# I need an amber jar source



## Tabitha (Mar 2, 2011)

I use 4 & 8oz amber jars (plastic) with black ribbed lids, standard, not sqat. Does anyone have a good source other than WSP?


----------



## carebear (Mar 2, 2011)

Did you check out bayousome?  SKS?


----------



## Tabitha (Mar 2, 2011)

bayousome has the sqauts & SKS uses the smooth lids. I may phone SKS & see if I can't get them there.


----------



## Genny (Mar 3, 2011)

containerandpackaging.com has plastic amber jars

http://www.containerandpackaging.com/it ... item=J052A

I'm not sure about the lids though.

Texasnaturalsupply.com has plastic amber jars, too.


----------



## Tabitha (Mar 12, 2011)

Still looking for a source.


----------



## honor435 (Mar 25, 2011)

I guess these places charge a fee for orders under 50 jars? so I may as well go to wsp?


----------



## soapbuddy (Mar 25, 2011)

I just went through my bookmarks and only found 4 oz. amber with no lids. :cry:


----------



## bluevervain (Mar 31, 2011)

Have you tried www.sunburstbottle.com  They have no minimums and lids are included (no extra charge for lids).  I've used them for glass and plastic jars, tiny cosmetic jars, amber bottles with droppers, roller ball vials...pretty much everything and have been overall happy.
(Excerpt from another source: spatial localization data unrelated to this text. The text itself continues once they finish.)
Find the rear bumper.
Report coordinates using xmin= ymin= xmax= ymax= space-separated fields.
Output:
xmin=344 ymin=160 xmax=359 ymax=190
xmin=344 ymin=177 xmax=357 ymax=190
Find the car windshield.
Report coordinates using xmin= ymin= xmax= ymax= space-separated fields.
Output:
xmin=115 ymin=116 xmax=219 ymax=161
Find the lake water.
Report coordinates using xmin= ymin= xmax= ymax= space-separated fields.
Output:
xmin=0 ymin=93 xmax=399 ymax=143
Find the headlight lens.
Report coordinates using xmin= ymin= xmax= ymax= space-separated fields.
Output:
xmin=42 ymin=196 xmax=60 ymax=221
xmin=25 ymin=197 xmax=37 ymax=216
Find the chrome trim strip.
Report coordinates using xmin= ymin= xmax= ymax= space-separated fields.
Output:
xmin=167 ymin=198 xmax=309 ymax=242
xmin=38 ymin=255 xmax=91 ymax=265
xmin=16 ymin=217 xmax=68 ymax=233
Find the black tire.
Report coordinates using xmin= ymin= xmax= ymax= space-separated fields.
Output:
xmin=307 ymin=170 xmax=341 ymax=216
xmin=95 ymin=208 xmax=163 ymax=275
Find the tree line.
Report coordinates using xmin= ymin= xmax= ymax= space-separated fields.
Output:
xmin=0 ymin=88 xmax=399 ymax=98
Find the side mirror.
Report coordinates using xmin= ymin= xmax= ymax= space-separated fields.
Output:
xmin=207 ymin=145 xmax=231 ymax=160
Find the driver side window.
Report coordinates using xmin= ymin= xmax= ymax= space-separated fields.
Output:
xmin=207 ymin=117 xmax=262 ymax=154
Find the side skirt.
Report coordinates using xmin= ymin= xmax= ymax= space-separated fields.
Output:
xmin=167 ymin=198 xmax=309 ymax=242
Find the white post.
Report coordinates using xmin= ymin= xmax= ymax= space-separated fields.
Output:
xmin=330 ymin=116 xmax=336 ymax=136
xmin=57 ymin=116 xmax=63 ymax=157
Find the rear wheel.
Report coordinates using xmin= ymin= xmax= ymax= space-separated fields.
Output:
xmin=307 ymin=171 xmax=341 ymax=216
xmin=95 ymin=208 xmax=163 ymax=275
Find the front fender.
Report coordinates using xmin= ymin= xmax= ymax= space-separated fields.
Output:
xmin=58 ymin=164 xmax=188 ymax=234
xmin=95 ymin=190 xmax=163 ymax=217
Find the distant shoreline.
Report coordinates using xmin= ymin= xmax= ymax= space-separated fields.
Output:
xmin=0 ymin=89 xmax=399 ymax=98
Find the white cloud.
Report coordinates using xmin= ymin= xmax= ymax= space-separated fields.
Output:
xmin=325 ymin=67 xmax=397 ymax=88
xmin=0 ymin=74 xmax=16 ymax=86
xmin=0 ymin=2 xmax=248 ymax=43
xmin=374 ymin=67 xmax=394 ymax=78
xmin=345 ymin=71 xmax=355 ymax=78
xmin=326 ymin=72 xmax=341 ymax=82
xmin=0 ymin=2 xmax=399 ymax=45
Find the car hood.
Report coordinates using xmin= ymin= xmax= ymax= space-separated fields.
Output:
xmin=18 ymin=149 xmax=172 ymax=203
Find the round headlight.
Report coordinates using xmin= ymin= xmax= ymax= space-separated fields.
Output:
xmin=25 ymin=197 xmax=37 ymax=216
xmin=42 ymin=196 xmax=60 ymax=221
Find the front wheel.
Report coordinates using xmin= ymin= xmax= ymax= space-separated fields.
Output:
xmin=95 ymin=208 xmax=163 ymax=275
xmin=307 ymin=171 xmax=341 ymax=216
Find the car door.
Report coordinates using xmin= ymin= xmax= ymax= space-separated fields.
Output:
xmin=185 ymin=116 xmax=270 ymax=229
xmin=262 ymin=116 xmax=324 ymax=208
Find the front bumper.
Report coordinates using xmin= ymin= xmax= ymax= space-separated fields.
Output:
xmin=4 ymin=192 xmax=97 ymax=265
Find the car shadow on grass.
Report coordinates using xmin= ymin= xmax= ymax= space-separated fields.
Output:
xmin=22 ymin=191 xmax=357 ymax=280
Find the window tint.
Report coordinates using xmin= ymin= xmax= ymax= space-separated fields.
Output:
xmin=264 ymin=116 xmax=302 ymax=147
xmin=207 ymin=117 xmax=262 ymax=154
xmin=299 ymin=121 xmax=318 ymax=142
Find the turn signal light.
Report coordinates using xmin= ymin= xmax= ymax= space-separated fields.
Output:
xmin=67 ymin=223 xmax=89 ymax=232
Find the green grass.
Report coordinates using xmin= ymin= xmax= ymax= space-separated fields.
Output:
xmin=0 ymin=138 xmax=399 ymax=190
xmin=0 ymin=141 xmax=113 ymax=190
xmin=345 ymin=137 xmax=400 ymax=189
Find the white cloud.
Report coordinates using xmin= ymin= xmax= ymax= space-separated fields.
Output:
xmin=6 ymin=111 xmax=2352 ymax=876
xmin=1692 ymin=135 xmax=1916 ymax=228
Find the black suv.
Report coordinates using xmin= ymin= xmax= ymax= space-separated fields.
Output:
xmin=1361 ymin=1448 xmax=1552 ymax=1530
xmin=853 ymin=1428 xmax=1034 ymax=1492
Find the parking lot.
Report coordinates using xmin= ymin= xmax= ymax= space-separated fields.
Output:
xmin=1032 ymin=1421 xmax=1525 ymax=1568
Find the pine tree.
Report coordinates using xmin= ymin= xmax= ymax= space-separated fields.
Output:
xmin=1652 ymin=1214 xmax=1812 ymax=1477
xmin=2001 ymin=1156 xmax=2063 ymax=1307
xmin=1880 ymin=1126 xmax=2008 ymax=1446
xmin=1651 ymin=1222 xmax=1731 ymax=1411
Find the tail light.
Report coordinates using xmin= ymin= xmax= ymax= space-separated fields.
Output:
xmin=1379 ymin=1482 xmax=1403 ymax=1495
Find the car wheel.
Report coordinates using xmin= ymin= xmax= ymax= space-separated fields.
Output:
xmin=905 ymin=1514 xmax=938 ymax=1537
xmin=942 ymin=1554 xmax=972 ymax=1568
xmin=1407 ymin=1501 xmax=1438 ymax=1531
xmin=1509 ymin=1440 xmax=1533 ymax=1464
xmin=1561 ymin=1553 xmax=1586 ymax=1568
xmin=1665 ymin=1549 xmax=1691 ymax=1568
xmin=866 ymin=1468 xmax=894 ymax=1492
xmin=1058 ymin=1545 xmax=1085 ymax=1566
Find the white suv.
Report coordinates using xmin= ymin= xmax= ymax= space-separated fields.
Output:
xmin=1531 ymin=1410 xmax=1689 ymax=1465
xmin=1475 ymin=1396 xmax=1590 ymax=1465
Also www.specialtybottle.com has a lot of options. Good luck!


----------



## Tabitha (Mar 31, 2011)

They do not carry amber jars. Thanks for thinking of me though.


----------



## PippiL (May 29, 2011)

check out specialty bottle, they have a great selection on plastic and glass jars, amber, blue, great prices and shipping....


----------